Biophysical Characterization of the Dynamic Regulation of Chromatin Structure and Rheology in Human Cell Nuclei
In order to distinguish essays and pre-prints from academic theses, we have a separate category. These are often much longer text based documents than a paper.
Out of the growing body of evidence demonstrating the role of higher-order chromatin organization within the nucleus in regulating the functions of the linear sequence of DNA emerges the genome as a physical entity. DNA packs into hierarchical levels of chromatin condensation, which then tailor accessibility to the linear sequence for nuclear processes while also serving as a central feature of nuclear organization. Further, varying condensation state alters the physical properties of the chromatin fiber. These may then exert or facilitate forces aiding in the spatial organization within the nucleus. Yet, this complex concept of nuclear structure even neglects the dynamic aspects of the genome continuously fluctuating and undergoing structural remodeling within the nucleus. Thus, while chromatin position within the nucleus is critical for biological functions including transcription, we must reconcile a particular position of a gene locus with the dynamic and physical nature of chromatin. Here we characterize the physical aspects of the genome associated with its dynamic properties that aid in regulation.
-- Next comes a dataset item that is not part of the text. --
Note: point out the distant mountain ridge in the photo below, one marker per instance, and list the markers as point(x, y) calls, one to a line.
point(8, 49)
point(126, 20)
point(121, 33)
We focus on developing techniques that measure the evolution of physical properties associated with nuclear processes. We leverage these techniques, capable of quantifying and spatially resolving its structural state within the nucleus and elucidating the underlying physics of its dynamics, to illuminate physical features associated with cellular processes. Specifically, we investigate the nuclear structural changes associated with growth factor stimulation on primary human cells known to impact large scale gene expression pathways. We also demonstrate dysfunction associated with these physical mechanisms accompany disease pathologies. Thus, we unify the biological understanding of cellular processes within the context of physical features of genome structure, organization and dynamics that are critical to human health and disease.